European Communities Bill 2006 [Seanad]: Report Stage

 

1:00 pm

Photo of Bernard AllenBernard Allen (Cork North Central, Fine Gael)

Although I do not like repeating myself, I stated on Second Stage that this Bill is dangerous. I will set out my reasons. From the start my party has been pro-European. We have seen our country and our people gain considerable benefits from our membership of the European Union. A large number of problems arising from our membership hit some of our traditional industries hard in the early days, and my city suffered more than any other in the demise of traditional industries because of open competition. On balance, Ireland has gained substantially through its membership of the European Union and I hope people recognise that.

This Bill gives hostages to fortune to the opponents of the European Union. As Deputy Costello stated, and we stated both on Second Stage and on Committee Stage, this Bill will be used as a weapon against the supporters of the European Union in future referenda and in future debates.

It will be difficult to get the support of the majority of the Irish people for the European constitutional treaty and there is a large hurdle to be surmounted in getting this constitution through. There are a number of reasons for this. There is a fear among the people and we must listen to them. We should stop lecturing people on the benefits the European Union has given them. We should listen to people's concerns and fears and enter into two-way dialogue with them. Such dialogue has been attempted by the National Forum for Europe, but we are not being effective enough in getting out to the communities and, first, listening to people and then discussing their concerns with them.
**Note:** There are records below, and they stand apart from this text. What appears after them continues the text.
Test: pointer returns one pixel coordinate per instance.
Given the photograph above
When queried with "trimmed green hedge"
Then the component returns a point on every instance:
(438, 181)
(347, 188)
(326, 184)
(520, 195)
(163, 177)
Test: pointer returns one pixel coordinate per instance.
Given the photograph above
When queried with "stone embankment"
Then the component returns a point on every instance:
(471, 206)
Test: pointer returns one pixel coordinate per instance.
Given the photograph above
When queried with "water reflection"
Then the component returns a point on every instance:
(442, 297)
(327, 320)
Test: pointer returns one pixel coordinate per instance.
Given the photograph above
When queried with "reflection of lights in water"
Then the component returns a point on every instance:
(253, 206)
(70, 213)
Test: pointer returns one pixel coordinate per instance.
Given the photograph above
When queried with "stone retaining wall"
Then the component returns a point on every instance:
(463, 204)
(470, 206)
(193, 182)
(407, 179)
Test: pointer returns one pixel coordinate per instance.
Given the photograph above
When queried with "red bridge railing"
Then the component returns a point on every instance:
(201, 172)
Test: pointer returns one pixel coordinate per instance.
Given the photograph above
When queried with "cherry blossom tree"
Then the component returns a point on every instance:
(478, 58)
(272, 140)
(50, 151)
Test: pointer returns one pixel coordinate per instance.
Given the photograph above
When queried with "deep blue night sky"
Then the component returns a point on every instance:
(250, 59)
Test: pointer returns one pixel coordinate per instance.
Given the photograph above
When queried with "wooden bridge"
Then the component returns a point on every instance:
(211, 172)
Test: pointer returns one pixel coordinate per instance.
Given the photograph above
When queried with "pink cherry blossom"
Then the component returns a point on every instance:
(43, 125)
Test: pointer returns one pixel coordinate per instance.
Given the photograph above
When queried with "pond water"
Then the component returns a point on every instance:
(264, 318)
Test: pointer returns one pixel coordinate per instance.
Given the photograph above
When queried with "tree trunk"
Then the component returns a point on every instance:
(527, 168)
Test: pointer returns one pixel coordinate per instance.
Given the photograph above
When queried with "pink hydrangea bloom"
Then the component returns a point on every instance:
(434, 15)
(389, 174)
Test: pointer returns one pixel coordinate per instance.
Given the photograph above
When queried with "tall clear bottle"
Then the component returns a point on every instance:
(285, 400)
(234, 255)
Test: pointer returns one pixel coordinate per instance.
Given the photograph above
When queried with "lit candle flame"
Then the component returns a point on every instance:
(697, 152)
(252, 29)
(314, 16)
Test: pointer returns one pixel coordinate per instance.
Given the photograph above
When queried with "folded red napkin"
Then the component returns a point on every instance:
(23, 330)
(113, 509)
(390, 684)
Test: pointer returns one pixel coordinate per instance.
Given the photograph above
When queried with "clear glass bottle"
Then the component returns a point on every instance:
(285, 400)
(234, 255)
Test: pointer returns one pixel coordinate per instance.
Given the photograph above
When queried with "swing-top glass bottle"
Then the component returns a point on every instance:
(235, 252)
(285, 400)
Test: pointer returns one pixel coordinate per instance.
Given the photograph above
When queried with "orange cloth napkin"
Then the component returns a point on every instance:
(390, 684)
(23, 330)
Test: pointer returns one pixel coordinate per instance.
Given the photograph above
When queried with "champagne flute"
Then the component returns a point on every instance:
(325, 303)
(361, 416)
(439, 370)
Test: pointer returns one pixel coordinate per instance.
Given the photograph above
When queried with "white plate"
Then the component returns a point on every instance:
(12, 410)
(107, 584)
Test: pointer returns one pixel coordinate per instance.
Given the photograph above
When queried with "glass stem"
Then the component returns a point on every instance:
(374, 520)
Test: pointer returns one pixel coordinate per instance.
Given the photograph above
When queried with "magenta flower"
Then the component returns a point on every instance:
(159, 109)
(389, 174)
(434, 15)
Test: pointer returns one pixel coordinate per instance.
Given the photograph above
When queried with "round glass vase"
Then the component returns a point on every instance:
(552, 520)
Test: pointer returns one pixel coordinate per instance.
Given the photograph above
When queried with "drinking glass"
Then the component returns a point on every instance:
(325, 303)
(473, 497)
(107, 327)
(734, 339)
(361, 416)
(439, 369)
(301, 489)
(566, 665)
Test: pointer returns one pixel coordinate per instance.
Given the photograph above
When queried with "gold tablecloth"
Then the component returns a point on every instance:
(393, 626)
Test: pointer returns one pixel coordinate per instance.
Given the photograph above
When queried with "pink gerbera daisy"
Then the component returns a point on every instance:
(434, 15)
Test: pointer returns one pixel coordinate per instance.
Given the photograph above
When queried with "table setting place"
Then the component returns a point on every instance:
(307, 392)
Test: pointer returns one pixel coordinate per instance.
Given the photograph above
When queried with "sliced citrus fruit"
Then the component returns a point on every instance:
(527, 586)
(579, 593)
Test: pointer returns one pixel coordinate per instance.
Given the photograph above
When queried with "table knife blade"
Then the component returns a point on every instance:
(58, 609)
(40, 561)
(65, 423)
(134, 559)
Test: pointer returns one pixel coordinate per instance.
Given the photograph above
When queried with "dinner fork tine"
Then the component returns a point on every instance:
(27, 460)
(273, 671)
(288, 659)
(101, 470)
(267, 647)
Their concerns include the drift of industry from Western to Eastern Europe and the loss of jobs to the newer member states, where competition is keener and costs and overheads are lower. People are concerned about the ongoing enlargement of the Union and believe, to use a basketball analogy, we should take time out to consider the impact of the most recent round of enlargement involving Bulgaria and Romania, and the previous ones, and the long-term effects of that enlargement on the Irish economy and the Irish people. While I support it, we must bring the people with us. It is pointless lecturing people about what they have gained, as we must also meet their concerns. The Minister for Foreign Affairs will take on unprecedented powers under this legislation. He is attempting to override domestic legislation through a statutory instrument and bypass the House. The concession made by the Minister of State on Committee Stage, while welcome, does not go far enough. A provision should be inserted to ensure a positive assent by the House to the statutory instruments introduced by the Minister of the day. The Dáil should have 21 days to oppose a proposal by the Minister, if it so wishes.

I am chairman of the Joint Committee on European Affairs Sub-Committee on European Scrutiny. Last year most of our work was devoted to regulations, decisions and directives, which comprised 69% of the total documentation. Approximately 56 Common Foreign and Security Policy proposals were considered, including the application of restricted measures against countries such as Burma, Zimbabwe, Sudan and Liberia and against suspected terrorists. On issues of such importance, we must not simply hand over absolute authority, retrospective or otherwise, to the Minister of the day. I am not trying to increase the sub-committee's workload or make my job more important, given that the election is imminent but the next Government must take a realistic approach to EU directives. The sub-committee should become a full committee of both Houses and adequate resources and powers must be provided to deal effectively with the avalanche of European documentation. Unfortunately, we are dealing with it on a wing and a prayer currently. We are dependent on a small but very professional staff and I marvel not only at the quality of their work but also at the volume of documentation they scrutinise. They must decide on the implications for the State of all these regulations, directives and so on.

The inadequate resourcing of this sub-committee coupled with the Minister of State's proposal in the legislation is dangerous. Last week during Question Time I referred to the Government's failure to transpose many EU directives into domestic legislation. The Departments of the Environment, Heritage and Local Government and Transport are the greatest culprits in this regard. Between 50 and 60 EU legislative proposals have not been transposed into domestic law because the system is not capable of dealing with the volume of work coming through.

We are faced with a dangerous vacuum and the sooner it is eliminated, the better but that will not be addressed by giving the Minister of the day the right to sweep aside the oversight function of the Dáil and its Members and introduce by statutory instrument EU directives that will override domestic legislation. It is wrong and dangerous because it undermines our sovereignty. We will be hostages to fortune to the opponents of the EU who will be very vociferous in future referenda and I worry about this. I have tabled a number of amendments, which I will not debate at length, and I ask the Minister of State to reconsider his position on this and take on board a number of the reasonable amendments tabled by the Opposition. It is reasonable to propose that a statutory instrument be laid before the House for 21 days for its consideration. In the interest of all Members and the people we represent, that should be entertained.